Analysis: Clinton eyes U.N. post
By ROLAND FLAMINI, UPI Chief International Correspondent
WASHINGTON, Oct. 20 (UPI) -- Former U.S. President Bill Clinton has set his sights on becoming U.N. secretary-general. A Clinton insider and a senior U.N. source have told United Press International the 56-year-old former president would like to be named leader of the world body when Kofi Annan's term ends early in 2006.
"He definitely wants to do it," the Clinton insider said this week.
A Clinton candidacy is likely to receive overwhelming support from U.N. member states, particularly the Third World. Diplomats in Washington say Clinton would galvanize the United Nations and give an enormous boost to its prestige. But the former president's hopes hang on a crucial question that will not be addressed until after the presidential elections: can he get the support of the U.S. government -- a prerequisite for nomination?

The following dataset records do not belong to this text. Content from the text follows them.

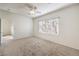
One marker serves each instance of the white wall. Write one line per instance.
(6, 22)
(68, 27)
(21, 26)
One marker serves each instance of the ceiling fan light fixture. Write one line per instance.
(32, 12)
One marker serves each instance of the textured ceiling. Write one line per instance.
(24, 8)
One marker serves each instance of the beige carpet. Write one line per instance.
(36, 47)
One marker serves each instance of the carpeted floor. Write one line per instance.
(36, 47)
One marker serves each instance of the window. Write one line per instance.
(49, 26)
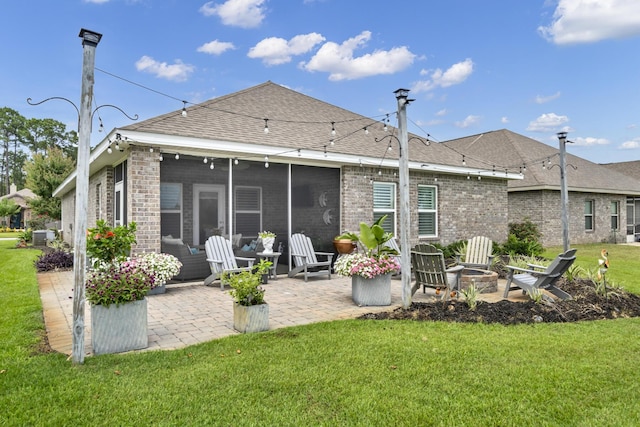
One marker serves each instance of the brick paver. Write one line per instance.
(189, 313)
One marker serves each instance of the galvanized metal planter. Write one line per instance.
(376, 291)
(251, 318)
(119, 328)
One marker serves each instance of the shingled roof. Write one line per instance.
(295, 121)
(506, 149)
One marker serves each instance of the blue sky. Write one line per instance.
(535, 67)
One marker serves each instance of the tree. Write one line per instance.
(44, 174)
(12, 134)
(8, 208)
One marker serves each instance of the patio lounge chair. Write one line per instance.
(539, 277)
(222, 260)
(305, 258)
(478, 253)
(427, 264)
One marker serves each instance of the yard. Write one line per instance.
(351, 372)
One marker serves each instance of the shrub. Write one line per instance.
(56, 260)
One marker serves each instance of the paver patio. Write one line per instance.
(191, 313)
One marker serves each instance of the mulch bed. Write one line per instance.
(585, 305)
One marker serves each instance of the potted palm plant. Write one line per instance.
(370, 270)
(250, 311)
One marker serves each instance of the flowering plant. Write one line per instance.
(117, 283)
(161, 266)
(106, 244)
(377, 258)
(369, 267)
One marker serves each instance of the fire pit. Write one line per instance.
(486, 281)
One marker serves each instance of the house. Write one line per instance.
(270, 158)
(631, 169)
(597, 194)
(20, 198)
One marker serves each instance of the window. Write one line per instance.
(588, 215)
(615, 223)
(171, 209)
(384, 203)
(427, 211)
(248, 211)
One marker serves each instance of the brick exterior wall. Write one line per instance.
(466, 207)
(544, 209)
(143, 204)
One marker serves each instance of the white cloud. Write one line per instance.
(177, 72)
(540, 99)
(215, 47)
(631, 144)
(549, 122)
(590, 141)
(456, 74)
(588, 21)
(468, 121)
(236, 13)
(275, 50)
(338, 59)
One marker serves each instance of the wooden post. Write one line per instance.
(405, 214)
(90, 40)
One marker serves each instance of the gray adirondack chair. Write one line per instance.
(477, 253)
(540, 277)
(221, 259)
(306, 260)
(430, 271)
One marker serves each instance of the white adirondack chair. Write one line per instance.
(478, 253)
(221, 259)
(305, 258)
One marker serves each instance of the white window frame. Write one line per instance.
(236, 211)
(616, 214)
(387, 209)
(433, 211)
(591, 215)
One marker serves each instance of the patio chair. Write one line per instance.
(222, 260)
(540, 277)
(305, 258)
(430, 271)
(477, 253)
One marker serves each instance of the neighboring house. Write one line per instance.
(631, 169)
(597, 194)
(218, 171)
(20, 198)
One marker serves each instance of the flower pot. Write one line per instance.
(376, 291)
(268, 242)
(119, 328)
(344, 246)
(250, 318)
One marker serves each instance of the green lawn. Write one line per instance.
(369, 373)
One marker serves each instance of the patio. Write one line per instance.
(191, 313)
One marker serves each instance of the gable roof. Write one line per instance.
(506, 148)
(296, 122)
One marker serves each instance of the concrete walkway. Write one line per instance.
(191, 313)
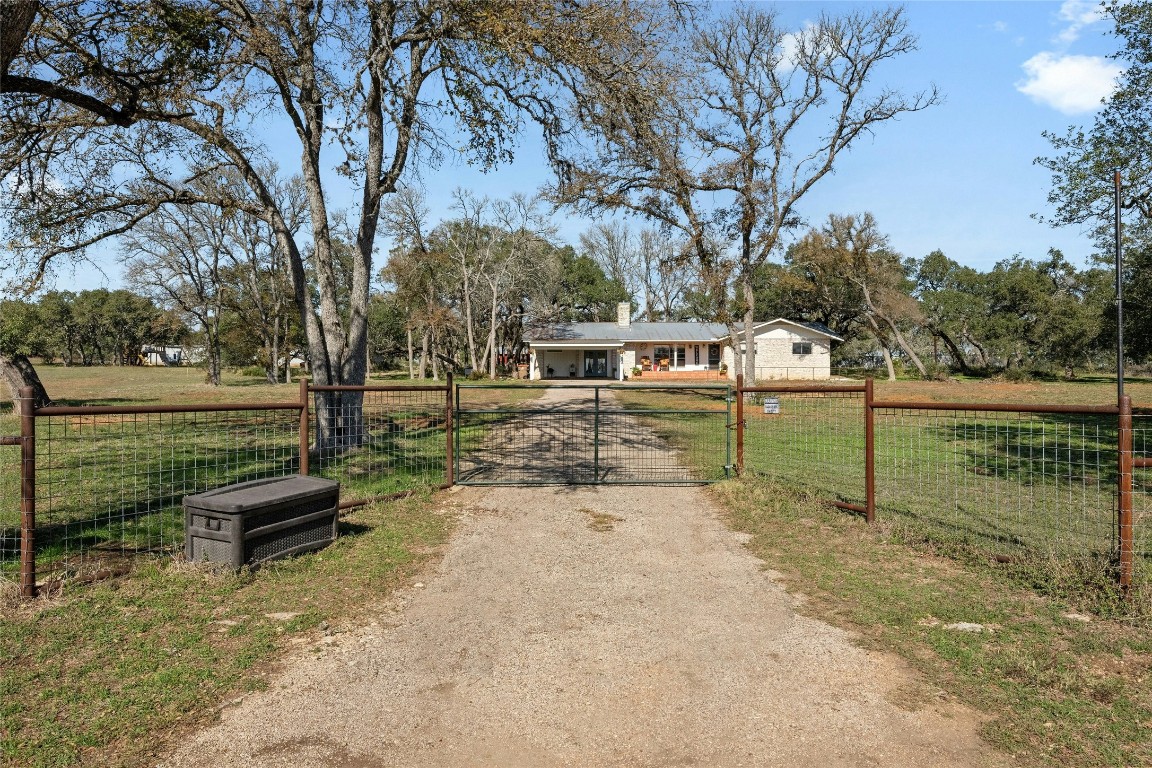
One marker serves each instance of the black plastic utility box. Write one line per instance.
(249, 523)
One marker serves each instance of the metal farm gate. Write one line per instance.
(593, 434)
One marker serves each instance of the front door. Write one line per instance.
(596, 363)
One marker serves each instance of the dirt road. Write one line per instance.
(615, 625)
(554, 633)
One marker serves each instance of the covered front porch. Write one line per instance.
(583, 360)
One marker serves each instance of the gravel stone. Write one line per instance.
(540, 641)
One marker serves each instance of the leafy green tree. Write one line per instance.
(21, 335)
(101, 97)
(725, 154)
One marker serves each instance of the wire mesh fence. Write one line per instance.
(812, 440)
(110, 484)
(111, 480)
(9, 500)
(597, 434)
(395, 439)
(1010, 484)
(1142, 500)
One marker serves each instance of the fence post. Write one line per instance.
(740, 424)
(449, 435)
(304, 441)
(1124, 493)
(869, 454)
(27, 492)
(596, 438)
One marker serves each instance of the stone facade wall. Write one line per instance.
(775, 359)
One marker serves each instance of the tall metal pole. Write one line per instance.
(1120, 301)
(28, 492)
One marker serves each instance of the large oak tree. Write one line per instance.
(114, 109)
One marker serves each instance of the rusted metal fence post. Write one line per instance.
(740, 424)
(449, 472)
(304, 439)
(27, 492)
(1124, 493)
(869, 454)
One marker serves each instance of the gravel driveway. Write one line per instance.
(590, 626)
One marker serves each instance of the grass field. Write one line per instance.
(114, 484)
(1035, 491)
(1056, 684)
(112, 671)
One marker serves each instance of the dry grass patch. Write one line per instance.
(601, 522)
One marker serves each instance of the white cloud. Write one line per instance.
(1068, 83)
(1078, 14)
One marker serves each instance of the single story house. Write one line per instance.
(785, 349)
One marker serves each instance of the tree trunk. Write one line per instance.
(887, 360)
(745, 283)
(17, 372)
(954, 350)
(411, 371)
(424, 352)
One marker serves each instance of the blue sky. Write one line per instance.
(959, 177)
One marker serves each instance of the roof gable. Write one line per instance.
(658, 332)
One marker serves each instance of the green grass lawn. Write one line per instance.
(111, 674)
(1036, 492)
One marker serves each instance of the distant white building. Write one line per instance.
(167, 356)
(785, 349)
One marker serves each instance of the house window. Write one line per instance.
(673, 355)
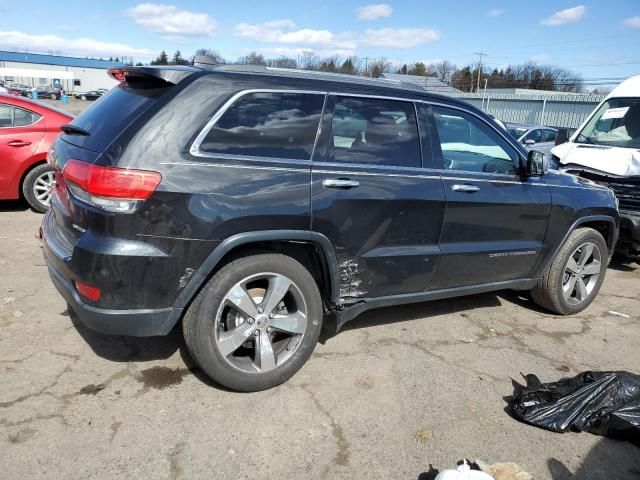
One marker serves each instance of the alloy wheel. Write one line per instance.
(261, 322)
(581, 273)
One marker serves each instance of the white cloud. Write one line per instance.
(286, 32)
(398, 37)
(633, 22)
(374, 11)
(570, 15)
(24, 42)
(170, 21)
(275, 52)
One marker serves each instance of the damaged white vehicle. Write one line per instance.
(606, 150)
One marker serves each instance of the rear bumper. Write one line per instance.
(629, 239)
(137, 322)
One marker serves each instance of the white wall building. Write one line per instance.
(71, 73)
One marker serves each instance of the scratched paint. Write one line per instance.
(351, 279)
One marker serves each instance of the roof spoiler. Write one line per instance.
(167, 74)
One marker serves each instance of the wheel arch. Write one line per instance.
(312, 249)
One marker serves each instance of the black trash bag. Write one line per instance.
(604, 403)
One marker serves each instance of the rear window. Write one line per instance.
(111, 114)
(274, 125)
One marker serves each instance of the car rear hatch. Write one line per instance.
(91, 189)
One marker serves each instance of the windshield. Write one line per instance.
(516, 132)
(615, 124)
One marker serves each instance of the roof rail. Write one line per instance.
(332, 74)
(249, 68)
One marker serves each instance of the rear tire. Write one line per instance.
(37, 187)
(255, 323)
(575, 275)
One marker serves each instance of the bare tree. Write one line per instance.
(309, 60)
(214, 54)
(282, 62)
(443, 70)
(254, 58)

The political wisdom is that a second George W. Bush presidency would cut him off at the pass. The notion of Clinton looming large in the international arena from "the glass tower" in New York would be intolerable to the Bush White House. If Democratic candidate, Sen. John Kerry, D-Mass., wins on Nov. 2 the prospect of Clinton as secretary-general won't exactly be welcome either, but Kerry would find it much harder -- if not impossible -- to go against it.

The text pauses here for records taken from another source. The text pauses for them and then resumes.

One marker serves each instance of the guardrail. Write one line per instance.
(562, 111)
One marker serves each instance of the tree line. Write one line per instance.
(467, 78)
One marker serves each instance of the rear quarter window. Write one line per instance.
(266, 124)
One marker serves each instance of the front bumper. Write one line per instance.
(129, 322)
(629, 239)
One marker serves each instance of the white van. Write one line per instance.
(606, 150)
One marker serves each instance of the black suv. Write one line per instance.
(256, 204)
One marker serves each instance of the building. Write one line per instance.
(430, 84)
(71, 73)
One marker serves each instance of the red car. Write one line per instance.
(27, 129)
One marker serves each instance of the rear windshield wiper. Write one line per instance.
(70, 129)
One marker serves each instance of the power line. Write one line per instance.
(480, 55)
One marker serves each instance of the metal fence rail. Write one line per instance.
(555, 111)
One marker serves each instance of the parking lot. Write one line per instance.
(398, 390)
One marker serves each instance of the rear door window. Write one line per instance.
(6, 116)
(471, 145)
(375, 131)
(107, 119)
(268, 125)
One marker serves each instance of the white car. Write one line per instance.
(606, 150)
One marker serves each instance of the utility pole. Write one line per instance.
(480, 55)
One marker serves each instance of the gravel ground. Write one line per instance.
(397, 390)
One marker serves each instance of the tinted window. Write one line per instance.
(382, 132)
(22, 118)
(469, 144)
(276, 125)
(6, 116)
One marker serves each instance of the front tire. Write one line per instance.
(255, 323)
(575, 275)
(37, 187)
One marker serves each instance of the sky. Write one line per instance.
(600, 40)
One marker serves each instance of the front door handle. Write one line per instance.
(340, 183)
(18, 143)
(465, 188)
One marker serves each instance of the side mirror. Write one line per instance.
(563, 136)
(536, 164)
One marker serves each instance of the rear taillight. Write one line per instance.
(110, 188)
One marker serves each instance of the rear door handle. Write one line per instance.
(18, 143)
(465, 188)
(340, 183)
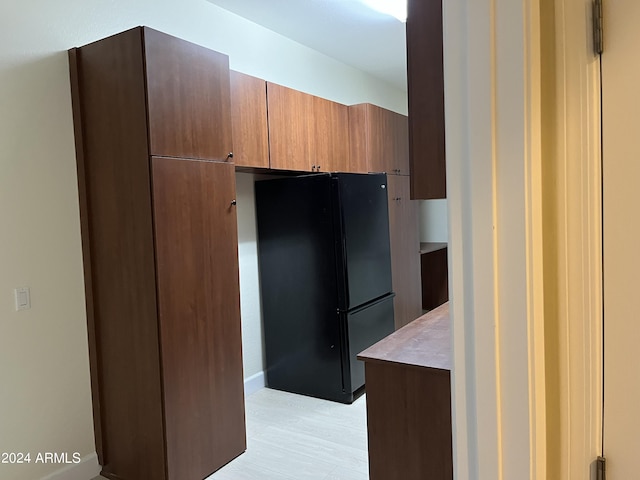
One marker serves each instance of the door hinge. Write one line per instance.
(597, 27)
(601, 469)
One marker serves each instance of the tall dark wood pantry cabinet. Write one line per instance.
(158, 219)
(425, 82)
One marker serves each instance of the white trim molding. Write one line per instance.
(88, 468)
(254, 383)
(493, 125)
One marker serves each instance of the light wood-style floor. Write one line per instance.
(293, 437)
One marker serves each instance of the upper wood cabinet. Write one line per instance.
(330, 136)
(379, 140)
(426, 99)
(306, 133)
(187, 94)
(249, 121)
(289, 130)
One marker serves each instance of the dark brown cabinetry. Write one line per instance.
(435, 277)
(249, 121)
(426, 99)
(379, 140)
(408, 377)
(160, 255)
(405, 246)
(306, 133)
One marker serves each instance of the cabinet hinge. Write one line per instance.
(597, 27)
(601, 469)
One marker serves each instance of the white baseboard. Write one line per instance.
(254, 383)
(87, 469)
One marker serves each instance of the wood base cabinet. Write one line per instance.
(159, 240)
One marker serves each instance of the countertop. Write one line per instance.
(425, 342)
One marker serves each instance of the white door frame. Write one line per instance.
(499, 238)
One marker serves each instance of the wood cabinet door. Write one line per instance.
(290, 135)
(199, 314)
(398, 128)
(188, 98)
(425, 80)
(379, 140)
(358, 138)
(330, 136)
(405, 247)
(249, 120)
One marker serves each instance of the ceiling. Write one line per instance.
(346, 30)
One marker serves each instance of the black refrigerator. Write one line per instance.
(325, 274)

After a Middle East U.N. Secretary General (Boutros Boutros Ghali) and an African (Kofi Annan) it is generally considered Asia's turn to fill the post, U.N. experts say. No announcement has been made, but behind the scenes China is already pushing the candidacy of Thai Foreign Minister Surakiart Sathirathai, who also seems to have U.S. support. If Clinton does emerge as a candidate, however, China would most likely shift its support, the experts say.